Centurion, 1849–1872

Proposed by
Not recorded
Member portrait of John Frederick Kensett
Sketch Club Album, 1851
To inquire about image use and/or publication, contact the Archivist.

Century Memorials

In no year has the club had so many and such losses to deplore. While the average yearly number of deaths for the past six years, since the Century numbered 500, has been only five, we count this year the vacant places of more than twice as many; and the greater number of those places how large, and how conspicuous! In the list that contains the names of Allan Melville, Isaac Bronson, Josiah Lane, Kintzing Post, Charles Hunt, John White, Francis Vinton, Francis Lieber, John Kensett, George Putnam, and John Priestley, a list still rising in dignity as it nears its end, and startling us with the suddenness of the successive shocks it records, we see in one view how much of its strength and its grace have departed forever from the Century.
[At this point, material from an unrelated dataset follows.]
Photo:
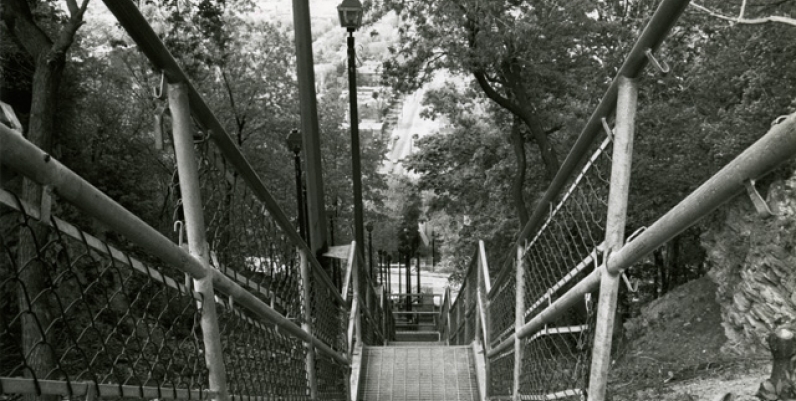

Among its wise counsellors some of the wisest, among its ornaments some of the brightest, among those it honored some who lent it most honor, among its faithful servants some of the most faithful, have gone. “The old order changeth, giving place to new.” Others may come, as dear and honored with our successors as these with us. But, to soften the personal grief that we who have been their associates for a score of years suffer, who can renew for us the temperate prudence of Lane and Melville, the gallant gentlemanhood of Post, or the charm of Hunt’s rectitude and modest intelligence, or our just pride in Vinton and Lieber, or love and admiration like that we had for Kensett, or such gratitude for their faithful work as Putnam and Priestley won. It does not take from the tender remembrance in which we hold them all, to own that the latest of these our losses was the greatest.

Augustus R. Macdonough
1873 Century Association Reports

John Frederick Kensett—like Durand, one of the Hudson River School—was forty years of age when the Association was incorporated. Born in Connecticut, he learned the art of engraving from his father, who had come from England in 1812. John Kensett turned to landscape painting in 1845 and four years later became a National Academician. In 1859 he served on the commission to direct the ornamentation of the Capitol in Washington. Hardly a public or private gallery in the country was without at least one example of his work at the time of his death. Thirty-eight of his canvases were presented to the Metropolitan Museum of Art. The Century held a meeting in his memory, at which Huntington said that Kensett “delighted in silvery gray, and would send the mists drifting along the hill sides, make the mountain brook sparkle among the moss-grown rocks, or the sea waves roll on sandy beaches, or on rich-toned cliffs, dripping with foam and illumined by golden light, with a magical skill peculiarly his own. . . . He rejoiced in the success of others and cheered on the young artists by kind words and a helping hand.”

His “Study of Hemlock” and two paintings, each entitled “The Falls,” are in the card room; his “Coast Scene” in the private dining-room; and in the East room is his enormous “Chocorua.”

A portrait of Kensett, by one of the founders of the Century, Thomas P. Rossiter, hangs in the fourth floor hall.